Coupled modeling and process optimization in a genetic-algorithm paradigm for reverse osmosis dialysate production plant

Abstract

The integrity of dialysis procedure is dependent on multivariate factors of which the production of ultrapure dialysate is considered a vital criterion in the spate of the growing rate of renal-related hospitalization. Hence the need to maintain equilibrium between process conditions and configuration of operational factors is attributed to ensuring dialysate purity under a reverse osmosis technique is an identified focus for research. This study is designed to model and optimize osmotic pressure, specific energy, and permeate water quality in a reverse osmosis (RO) plant intended to improve dialysate quality by utilizing established computational resources.
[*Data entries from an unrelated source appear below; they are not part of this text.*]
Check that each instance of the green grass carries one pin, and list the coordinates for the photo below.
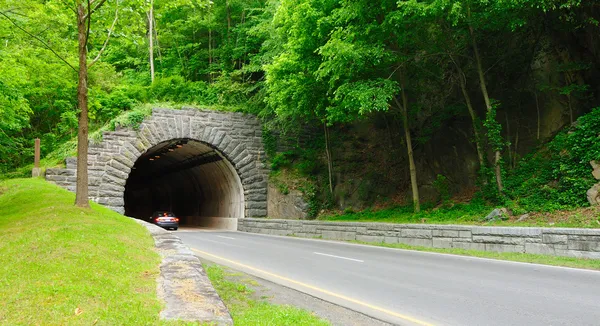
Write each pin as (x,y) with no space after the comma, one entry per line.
(247,310)
(56,259)
(458,213)
(470,214)
(512,256)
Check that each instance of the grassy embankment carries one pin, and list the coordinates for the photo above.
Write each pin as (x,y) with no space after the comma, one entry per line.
(472,214)
(247,309)
(63,265)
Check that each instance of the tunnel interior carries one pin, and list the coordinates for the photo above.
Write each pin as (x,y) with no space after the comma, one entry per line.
(187,177)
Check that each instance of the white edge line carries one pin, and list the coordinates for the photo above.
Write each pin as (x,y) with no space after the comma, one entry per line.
(340,257)
(433,253)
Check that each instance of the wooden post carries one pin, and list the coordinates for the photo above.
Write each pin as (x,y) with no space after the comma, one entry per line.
(36,161)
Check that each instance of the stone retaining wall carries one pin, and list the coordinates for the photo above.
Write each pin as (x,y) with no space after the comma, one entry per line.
(547,241)
(183,284)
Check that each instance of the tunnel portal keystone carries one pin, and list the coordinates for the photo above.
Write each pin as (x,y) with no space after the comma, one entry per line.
(235,136)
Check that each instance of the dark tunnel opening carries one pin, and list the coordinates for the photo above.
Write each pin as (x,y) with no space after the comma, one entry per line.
(189,178)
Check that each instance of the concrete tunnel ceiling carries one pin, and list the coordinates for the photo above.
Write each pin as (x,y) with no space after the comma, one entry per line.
(187,177)
(218,173)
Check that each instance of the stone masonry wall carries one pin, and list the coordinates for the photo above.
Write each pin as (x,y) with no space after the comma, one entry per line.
(237,136)
(547,241)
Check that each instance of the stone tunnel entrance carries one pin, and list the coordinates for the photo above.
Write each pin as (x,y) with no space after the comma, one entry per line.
(187,177)
(205,166)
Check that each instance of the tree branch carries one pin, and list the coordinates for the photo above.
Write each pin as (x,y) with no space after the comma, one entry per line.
(39,40)
(89,19)
(68,6)
(112,27)
(91,11)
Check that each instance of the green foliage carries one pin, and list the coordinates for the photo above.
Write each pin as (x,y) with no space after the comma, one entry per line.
(558,176)
(269,142)
(246,309)
(57,246)
(457,213)
(442,186)
(281,160)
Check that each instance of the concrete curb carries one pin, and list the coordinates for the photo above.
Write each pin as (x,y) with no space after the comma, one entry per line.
(183,284)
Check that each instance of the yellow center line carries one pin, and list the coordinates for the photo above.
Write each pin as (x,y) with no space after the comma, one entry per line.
(312,287)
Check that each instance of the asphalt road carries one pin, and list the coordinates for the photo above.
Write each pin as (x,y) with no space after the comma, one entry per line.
(408,287)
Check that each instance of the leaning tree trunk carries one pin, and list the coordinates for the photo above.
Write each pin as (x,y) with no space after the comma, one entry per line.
(488,105)
(329,161)
(151,39)
(476,129)
(81,193)
(411,160)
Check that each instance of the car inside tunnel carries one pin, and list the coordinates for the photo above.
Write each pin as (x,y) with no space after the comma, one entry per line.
(189,178)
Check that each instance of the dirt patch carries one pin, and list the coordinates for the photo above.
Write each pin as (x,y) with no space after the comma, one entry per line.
(263,290)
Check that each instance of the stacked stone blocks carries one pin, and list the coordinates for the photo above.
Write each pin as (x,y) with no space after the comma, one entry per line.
(236,136)
(583,243)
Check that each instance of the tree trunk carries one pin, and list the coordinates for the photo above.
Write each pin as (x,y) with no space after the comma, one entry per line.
(537,106)
(476,128)
(209,47)
(151,39)
(328,153)
(411,161)
(488,103)
(510,158)
(81,193)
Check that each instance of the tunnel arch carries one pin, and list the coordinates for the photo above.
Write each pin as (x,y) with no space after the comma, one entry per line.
(234,141)
(187,177)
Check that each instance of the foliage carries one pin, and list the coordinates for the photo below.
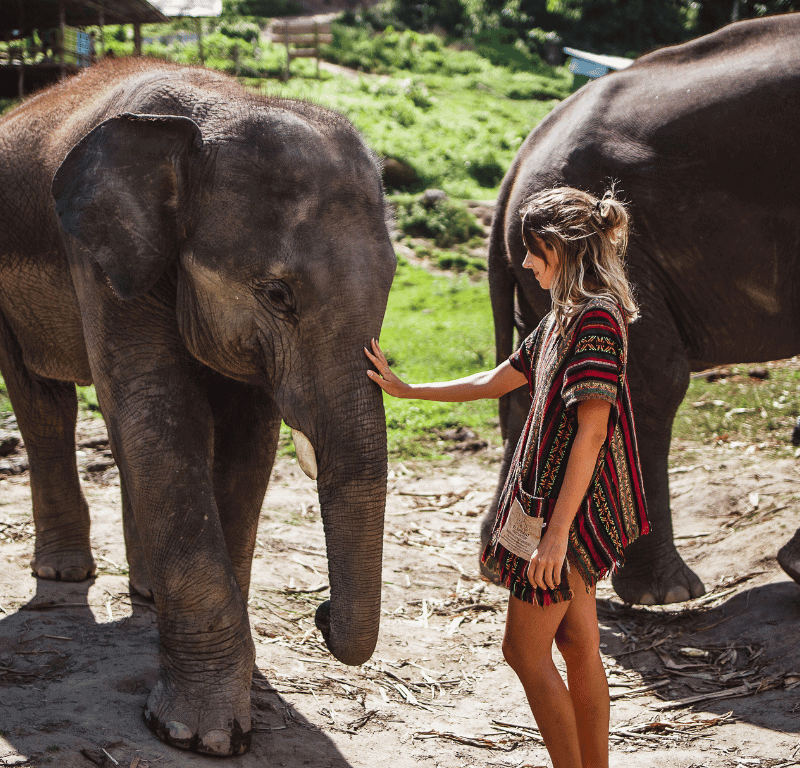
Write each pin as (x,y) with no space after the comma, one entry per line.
(436,328)
(446,222)
(459,133)
(261,8)
(514,30)
(741,411)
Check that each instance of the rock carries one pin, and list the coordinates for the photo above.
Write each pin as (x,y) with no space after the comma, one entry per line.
(432,197)
(14,760)
(483,213)
(719,373)
(396,173)
(8,443)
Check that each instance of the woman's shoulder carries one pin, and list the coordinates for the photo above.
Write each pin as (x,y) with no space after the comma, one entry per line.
(603,311)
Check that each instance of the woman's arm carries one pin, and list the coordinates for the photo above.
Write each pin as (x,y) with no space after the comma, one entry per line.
(483,385)
(545,567)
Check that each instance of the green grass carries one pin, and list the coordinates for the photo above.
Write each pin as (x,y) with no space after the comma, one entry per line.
(436,328)
(458,133)
(742,410)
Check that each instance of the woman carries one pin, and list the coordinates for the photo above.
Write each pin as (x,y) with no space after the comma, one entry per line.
(573,498)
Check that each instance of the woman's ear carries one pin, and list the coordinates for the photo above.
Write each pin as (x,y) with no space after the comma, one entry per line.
(119,191)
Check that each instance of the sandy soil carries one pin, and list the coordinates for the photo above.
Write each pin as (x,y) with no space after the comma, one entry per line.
(709,683)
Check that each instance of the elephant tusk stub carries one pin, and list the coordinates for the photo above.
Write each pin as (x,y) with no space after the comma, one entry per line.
(305,453)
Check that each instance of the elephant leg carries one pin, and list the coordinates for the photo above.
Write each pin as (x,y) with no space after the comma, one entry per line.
(789,556)
(46,413)
(516,412)
(246,429)
(654,573)
(162,429)
(138,573)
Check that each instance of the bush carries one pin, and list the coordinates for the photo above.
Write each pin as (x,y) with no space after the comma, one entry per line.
(486,169)
(244,30)
(459,262)
(446,222)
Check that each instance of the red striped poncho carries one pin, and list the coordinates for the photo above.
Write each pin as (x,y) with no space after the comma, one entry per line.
(587,364)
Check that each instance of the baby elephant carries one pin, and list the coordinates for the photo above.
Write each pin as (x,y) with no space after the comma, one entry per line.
(214,262)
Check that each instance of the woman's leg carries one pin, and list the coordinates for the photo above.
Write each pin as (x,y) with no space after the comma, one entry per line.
(528,649)
(578,640)
(574,723)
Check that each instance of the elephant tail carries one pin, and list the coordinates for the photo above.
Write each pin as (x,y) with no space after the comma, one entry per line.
(502,289)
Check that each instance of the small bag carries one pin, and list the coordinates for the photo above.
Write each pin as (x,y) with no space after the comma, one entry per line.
(521,533)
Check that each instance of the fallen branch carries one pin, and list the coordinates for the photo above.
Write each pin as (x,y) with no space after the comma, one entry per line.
(471,741)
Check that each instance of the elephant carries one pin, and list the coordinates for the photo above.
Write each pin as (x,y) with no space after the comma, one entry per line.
(699,140)
(213,261)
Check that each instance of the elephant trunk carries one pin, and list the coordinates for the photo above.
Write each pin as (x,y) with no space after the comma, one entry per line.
(352,493)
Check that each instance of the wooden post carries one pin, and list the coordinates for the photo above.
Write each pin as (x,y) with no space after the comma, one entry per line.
(200,53)
(61,39)
(102,24)
(316,44)
(286,44)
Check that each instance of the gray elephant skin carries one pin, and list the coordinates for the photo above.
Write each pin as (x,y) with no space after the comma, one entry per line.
(701,140)
(214,262)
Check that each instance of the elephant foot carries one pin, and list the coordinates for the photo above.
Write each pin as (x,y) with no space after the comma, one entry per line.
(212,717)
(657,581)
(789,557)
(66,565)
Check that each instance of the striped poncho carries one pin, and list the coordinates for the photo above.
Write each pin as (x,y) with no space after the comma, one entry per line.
(587,364)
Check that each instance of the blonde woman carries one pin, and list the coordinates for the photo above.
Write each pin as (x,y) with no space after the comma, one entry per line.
(573,498)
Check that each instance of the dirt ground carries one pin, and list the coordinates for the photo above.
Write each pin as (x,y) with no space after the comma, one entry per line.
(714,682)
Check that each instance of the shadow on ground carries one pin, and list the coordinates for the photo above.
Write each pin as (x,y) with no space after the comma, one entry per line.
(74,678)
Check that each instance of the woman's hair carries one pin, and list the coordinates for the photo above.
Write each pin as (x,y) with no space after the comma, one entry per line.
(590,237)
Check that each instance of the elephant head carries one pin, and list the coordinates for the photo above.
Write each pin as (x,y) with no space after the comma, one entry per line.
(267,229)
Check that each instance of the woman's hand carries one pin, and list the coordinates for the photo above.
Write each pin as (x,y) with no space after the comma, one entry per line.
(384,378)
(544,570)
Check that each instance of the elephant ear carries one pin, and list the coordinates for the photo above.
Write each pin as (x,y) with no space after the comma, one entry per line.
(119,192)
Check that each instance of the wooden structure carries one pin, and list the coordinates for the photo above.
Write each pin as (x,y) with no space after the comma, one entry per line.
(302,38)
(594,65)
(195,9)
(64,48)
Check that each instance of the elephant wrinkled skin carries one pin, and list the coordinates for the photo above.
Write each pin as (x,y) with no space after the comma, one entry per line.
(701,140)
(214,262)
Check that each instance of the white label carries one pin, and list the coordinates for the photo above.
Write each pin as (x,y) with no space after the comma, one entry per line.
(521,533)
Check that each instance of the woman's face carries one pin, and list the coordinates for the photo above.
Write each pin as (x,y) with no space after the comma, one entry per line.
(543,263)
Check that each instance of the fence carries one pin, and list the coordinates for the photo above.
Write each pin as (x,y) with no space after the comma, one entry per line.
(302,38)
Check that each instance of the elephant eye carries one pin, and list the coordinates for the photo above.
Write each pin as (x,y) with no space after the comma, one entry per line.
(278,296)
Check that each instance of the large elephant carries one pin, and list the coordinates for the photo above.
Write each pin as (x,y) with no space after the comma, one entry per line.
(214,261)
(701,139)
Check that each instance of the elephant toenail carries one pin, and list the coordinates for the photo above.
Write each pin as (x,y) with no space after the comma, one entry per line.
(677,595)
(647,599)
(73,574)
(178,733)
(216,742)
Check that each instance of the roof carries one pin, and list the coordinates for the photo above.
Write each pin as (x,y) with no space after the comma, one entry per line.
(594,64)
(25,15)
(194,8)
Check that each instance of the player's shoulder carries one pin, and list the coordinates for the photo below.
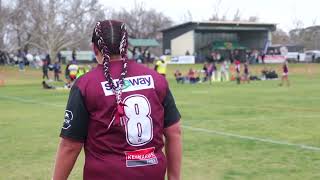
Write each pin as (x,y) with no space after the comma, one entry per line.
(87,78)
(159,80)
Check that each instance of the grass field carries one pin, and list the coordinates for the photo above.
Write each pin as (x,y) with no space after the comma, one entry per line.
(252,131)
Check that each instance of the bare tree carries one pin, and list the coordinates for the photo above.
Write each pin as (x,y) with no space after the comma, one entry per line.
(237,15)
(60,24)
(280,37)
(216,11)
(187,17)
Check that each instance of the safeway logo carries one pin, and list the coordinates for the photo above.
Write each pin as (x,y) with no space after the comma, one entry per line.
(130,84)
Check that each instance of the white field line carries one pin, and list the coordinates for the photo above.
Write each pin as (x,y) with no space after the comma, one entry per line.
(30,101)
(249,138)
(208,131)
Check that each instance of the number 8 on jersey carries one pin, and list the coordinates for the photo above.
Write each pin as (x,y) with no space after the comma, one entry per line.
(139,130)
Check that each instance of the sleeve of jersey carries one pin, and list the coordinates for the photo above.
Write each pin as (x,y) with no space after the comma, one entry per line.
(76,117)
(171,112)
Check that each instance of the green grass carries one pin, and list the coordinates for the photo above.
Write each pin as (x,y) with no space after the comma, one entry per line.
(29,128)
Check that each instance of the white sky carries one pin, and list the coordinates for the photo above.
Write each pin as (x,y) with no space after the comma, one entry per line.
(282,12)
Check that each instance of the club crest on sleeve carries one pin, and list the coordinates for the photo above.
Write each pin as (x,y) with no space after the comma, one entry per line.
(68,117)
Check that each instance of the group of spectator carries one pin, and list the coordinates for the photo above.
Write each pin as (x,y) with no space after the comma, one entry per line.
(209,73)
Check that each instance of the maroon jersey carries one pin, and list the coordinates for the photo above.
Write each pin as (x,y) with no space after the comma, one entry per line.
(246,69)
(131,148)
(285,68)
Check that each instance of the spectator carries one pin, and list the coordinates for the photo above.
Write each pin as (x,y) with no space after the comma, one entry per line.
(81,71)
(20,57)
(246,72)
(73,70)
(48,58)
(47,86)
(237,68)
(74,56)
(224,69)
(192,76)
(161,67)
(59,56)
(45,69)
(57,70)
(179,77)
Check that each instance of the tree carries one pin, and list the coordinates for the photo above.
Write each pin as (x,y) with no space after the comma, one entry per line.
(142,22)
(280,37)
(253,19)
(59,24)
(237,15)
The simulation of feed pressure, feed temperature, concentrate recycle and membrane type, on recovery percentage, permeate total dissolved solids concentration (TDS), cost of operation, and energy consumption, is implemented using Water Application Value Engine (WAVE) Software. The optimization efficiencies are analyzed via an artificial neural network (ANN) type generic algorithm (GA) scheme in the water purification model on the architecture of Neural Power Software. The ANN model R2 for the three outputs, permeate recovery, permeate total dissolved solids concentration (TDS) and specific energy, is 1, 0.99997 and 0.99999 respectively, while RMSE for ANN is estimated as 0.0213, 0.0248, and 0.0085 respectively. The optimum design shows a net energy saving of 2.4% can be achieved, accompanied by a 24% reduction in operating cost, a 14% reduction in permeate TDS, and a 20% increase in permeate recovery. The study achieves energy minimization, cost-effectiveness, and process integrity under a modified process design for RO-mediated ultrapure dialysate production suitable for highly sensitive applications such as clinical hemodialysis systems.